As the Department Chair of Political Science, Economics, Criminal Justice and Chicano studies, Kathy Oborn spent over thirty years as both a student and teacher at Pierce College.
Born in Woodland Hills, Oborn graduated High School in 1972 and worked at a Los Angeles bank for several years. Oborn went on to serve as an officer with the Los Angeles Police Department from 1983 to 1990.
In 1981, Oborn worked in different offices on campus, and was the Ethnic Center coordinator. As coordinator, she set up different activities for various ethnic groups on campus, such as Black History Month events.
It wasn’t until a fellow classmate told Oborn she’d make a great police officer that she actually considered the criminal justice field. At 29 years old with four children, she had her first experience with the law and decided to join the police.
Oborn completed a six-month program at the original Police Academy located by Dodger Stadium and had her first job at the 1984 Olympics. She then worked in Administrative Vice & Narcotics until an injury placed her back in school.
When she recalled her most memorable moment as a police officer, Oborn spoke about a heroin-addicted teenager who she advised to get help when she wrote his report. Months later, the teenager approached Oborn on the street to thank her for her encouragement to make a change.
When Oborn reflected on why she became a police officer, she said it was the desire was to help others.
“ I wanted to make a difference, although it is hard because not everyone wants to help,” Oborn said.
Oborn stressed the importance of how she wanted her children to grow up in a house and wanted to attain a better lifestyle. The only way to do that was to attend Pierce College and get a degree.
As a student at Pierce, Oborn was heavily involved in many school activities, such as the Student Senate and Club Council, and she was also elected student vice president.

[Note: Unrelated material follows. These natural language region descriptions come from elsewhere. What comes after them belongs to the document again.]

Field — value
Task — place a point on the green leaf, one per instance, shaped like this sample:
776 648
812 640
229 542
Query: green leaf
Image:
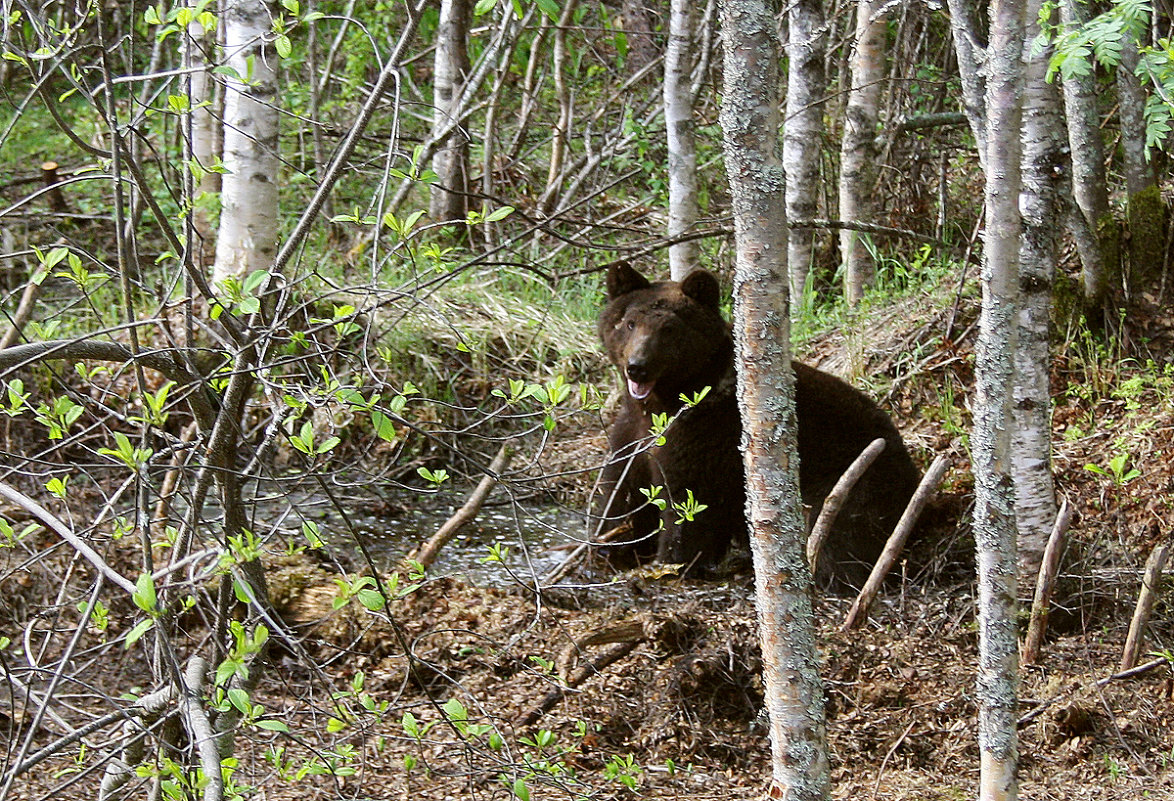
384 426
143 596
240 699
499 214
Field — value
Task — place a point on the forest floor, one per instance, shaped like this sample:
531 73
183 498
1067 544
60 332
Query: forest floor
646 686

In 1992, she received a bachelor’s degree in sociology in from California State University, Northridge.
Oborn’s hunger for education didn’t end there. In 1994, she received a master’s in educational psychology and counseling, as she wanted to become a counselor and return to Pierce College to “give back and allow students to have the great experience she had.”
While she pursued her degree, Oborn worked in the Outreach Program and Training Partnership Act Program at Pierce College for four years. She worked with people who had lost their jobs and helped them learn skills to attain new ones.

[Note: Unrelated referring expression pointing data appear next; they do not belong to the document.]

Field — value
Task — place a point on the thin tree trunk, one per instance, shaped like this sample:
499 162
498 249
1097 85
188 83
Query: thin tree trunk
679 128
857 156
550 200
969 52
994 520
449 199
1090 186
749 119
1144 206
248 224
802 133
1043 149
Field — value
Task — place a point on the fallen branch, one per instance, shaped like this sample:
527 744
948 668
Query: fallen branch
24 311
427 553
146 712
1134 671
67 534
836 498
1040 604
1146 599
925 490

Hired as Dean of Student Services in 1994, Oborn served in this position for eight years. She oversaw the Associated Students Organization and was the international student advisor.
“Before 9/11, we had over 600 international students and had an incredible program,” Oborn said.

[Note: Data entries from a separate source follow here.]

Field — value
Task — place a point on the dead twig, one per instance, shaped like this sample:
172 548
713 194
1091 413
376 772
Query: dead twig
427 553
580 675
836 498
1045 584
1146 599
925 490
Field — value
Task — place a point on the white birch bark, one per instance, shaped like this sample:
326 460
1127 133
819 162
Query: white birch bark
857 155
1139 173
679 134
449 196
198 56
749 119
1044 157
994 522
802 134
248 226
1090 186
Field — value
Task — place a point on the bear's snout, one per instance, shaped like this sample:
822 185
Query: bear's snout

Passionate about all things criminology, Oborn took pride in the courses offered at Pierce.
“We have one of the best criminal justice programs as we have great faculty, a judge who is a superior court judge, a deputy district attorney and a couple lawyers,” Oborn said.
Oborn emphasized the importance of responsibility to the police department.
“They look for people with strong integrity, good work habits and skills, honesty, humble, and trustworthy,” Oborn said.
Oborn is a mother to seven children who range from 24 to 39 years old. One of her sons joined the Marines and fought in the Fallujah War in Iraq. Oborn described the time as “ tough.”
“It wasn’t fun, but he made it back safe,” Oborn said.
Oborn gave thanks Pierce College for where she is today. She’s the chair of four different disciplines and became the president of the Pierce Academic Senate when the previous president moved to New York.
“We’re an academic program,” said Oborn, as she discussed the criminology courses at Pierce. “We’re not a career and technical education program, because to be a police officer, you have to make it through a police academy.”
Kim Rich, A Criminal Justice Professor at Pierce College said “I’ve known her since 2008, she hired me.”
“As a department chair she’s been very good to me, very accommodating and is very supportive of the department, the disciplines and the people,” Rich said. “Students often tell me how much they love her and her classes.”
Oborn spoke about her annoyance at the thought of classes being non-transferable and took the old criminal justice classes and ensured they were Cal State-transferable so students wouldn’t waste time or money.
Oborn had experienced that in the past when transferring her credits to a four-year college.
“Our program is different from most because we look at the psychology of the criminal justice system, meaning the ‘three Cs – Cops, Courts and Corrections,’” Oborn said.
Within the past eight years, 16 students have ended up at law schools to further their educations, and others in various different areas such as social work, private security, or working at the DMV.
“She seems to care a lot about her students, and lets us know how she can help us out. She’s a professor who is really interested in our education and how we are treated as students,” said Octavio Sanchez, a student of Oborn’s administration of justice class.
When asked why students should consider the criminal justice field, Oborn said that it is a study that continues to constantly evolve.
“The Criminal Justice world is so similar to that of journalism, it’s always changing, and there’s always something new,” Oborn said.